Contes populaires de l'Egypte ancienne
Pharaon s'y révèle moins divin qu'on ne serait disposé à le croire, si on se contentait de le juger sur la mine hautaine que ses maîtres imagiers lui prêtent dans les scènes religieuses ou triomphales. Le romancier ne répugne pas à l'imaginer parfois ridicule et à le dépeindre dans des situations qui contrastent avec l'appareil plus qu'humain de sa grandeur. Il est trompé par sa femme comme un simple mortel, volé puis dupé à tout coup par les voleurs, escamoté par un magicien au milieu de son palais et rossé d'importance devant un roitelet nègre.
C'était la revanche du menu peuple, dépouillé et battu, sur le
tyran qui l'écrasait. Le fellah qui venait de passer par les
verges pour avoir refusé l'impôt, se consolait de sa poche vidée et de ses chairs sanglantes en s'entendant conter comment Manakhphrè Siamonou avait endossé trois cents coups de bâton en une seule nuit, et comment il avait exhibé piteusement ses meurtrissures aux courtisans.
Le Conte des deux Frères met d'abord en scène deux
frères, l'un marié, l'autre célibataire, qui habitent ensemble et
qui s'occupent aux mêmes travaux. La femme de l'aîné
s'éprend du cadet sur le vu de sa force, et elle profite de l'absence
du mari pour s'abandonner à un accès de passion sauvage.
Baîti refuse ses avances brutalement ; elle l'accuse de
viol, et elle le charge avec tant d'adresse que le mari se décide
à le tuer en trahison.
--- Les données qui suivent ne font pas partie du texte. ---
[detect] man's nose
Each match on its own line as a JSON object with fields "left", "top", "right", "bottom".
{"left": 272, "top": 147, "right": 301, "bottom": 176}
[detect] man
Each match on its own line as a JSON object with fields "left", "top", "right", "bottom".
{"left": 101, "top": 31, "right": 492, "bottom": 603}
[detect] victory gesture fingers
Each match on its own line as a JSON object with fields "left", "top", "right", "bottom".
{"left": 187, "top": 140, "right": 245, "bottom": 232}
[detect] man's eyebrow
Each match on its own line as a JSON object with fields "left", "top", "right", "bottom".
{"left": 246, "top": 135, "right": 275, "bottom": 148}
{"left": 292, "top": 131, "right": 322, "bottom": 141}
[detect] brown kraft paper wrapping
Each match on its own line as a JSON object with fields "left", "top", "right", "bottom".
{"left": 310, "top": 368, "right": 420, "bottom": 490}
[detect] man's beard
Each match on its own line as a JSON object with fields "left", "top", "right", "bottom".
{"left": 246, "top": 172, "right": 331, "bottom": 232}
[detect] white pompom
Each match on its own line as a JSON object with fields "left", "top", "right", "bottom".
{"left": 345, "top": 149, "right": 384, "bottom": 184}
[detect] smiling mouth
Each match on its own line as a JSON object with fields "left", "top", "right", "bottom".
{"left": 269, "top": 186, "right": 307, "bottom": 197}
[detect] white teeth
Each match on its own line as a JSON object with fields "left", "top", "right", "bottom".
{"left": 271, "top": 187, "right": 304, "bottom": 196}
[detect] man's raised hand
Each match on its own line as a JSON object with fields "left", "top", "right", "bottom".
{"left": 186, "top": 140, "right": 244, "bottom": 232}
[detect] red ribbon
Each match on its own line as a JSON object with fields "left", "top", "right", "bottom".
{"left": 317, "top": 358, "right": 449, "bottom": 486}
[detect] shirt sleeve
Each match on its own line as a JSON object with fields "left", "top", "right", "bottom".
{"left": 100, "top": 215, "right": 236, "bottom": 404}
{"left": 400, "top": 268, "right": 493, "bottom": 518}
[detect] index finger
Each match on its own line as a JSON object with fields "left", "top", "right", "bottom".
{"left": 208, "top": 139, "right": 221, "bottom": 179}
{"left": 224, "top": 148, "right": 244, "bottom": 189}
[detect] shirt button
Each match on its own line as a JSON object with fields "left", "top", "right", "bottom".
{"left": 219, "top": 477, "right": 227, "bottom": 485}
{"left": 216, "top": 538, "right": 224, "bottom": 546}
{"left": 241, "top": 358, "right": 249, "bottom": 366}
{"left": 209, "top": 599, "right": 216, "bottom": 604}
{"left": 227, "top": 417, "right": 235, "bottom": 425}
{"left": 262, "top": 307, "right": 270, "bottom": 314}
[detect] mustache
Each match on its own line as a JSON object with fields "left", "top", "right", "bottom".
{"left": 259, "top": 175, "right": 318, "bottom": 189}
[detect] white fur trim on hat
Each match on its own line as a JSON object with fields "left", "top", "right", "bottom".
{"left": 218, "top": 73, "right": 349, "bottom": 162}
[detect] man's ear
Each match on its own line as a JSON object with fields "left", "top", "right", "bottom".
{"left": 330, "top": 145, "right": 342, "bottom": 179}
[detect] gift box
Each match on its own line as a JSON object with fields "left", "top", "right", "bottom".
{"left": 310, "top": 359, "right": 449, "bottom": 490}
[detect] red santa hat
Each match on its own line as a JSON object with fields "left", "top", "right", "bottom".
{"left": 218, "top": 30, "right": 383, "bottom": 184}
Les bœufs qu'il rentrait à l'étable l'ayant
averti du danger, il s'enfuit, il échappe à la poursuite grâce à la
protection du soleil, il se mutile, il se disculpe, mais il refuse
de revenir à la maison commune et il s'exile au Val de l'Acacia :
Ànoupou, désespéré, rentre chez lui, il égorge la calomniatrice,
puis il « demeure en deuil de son petit frère.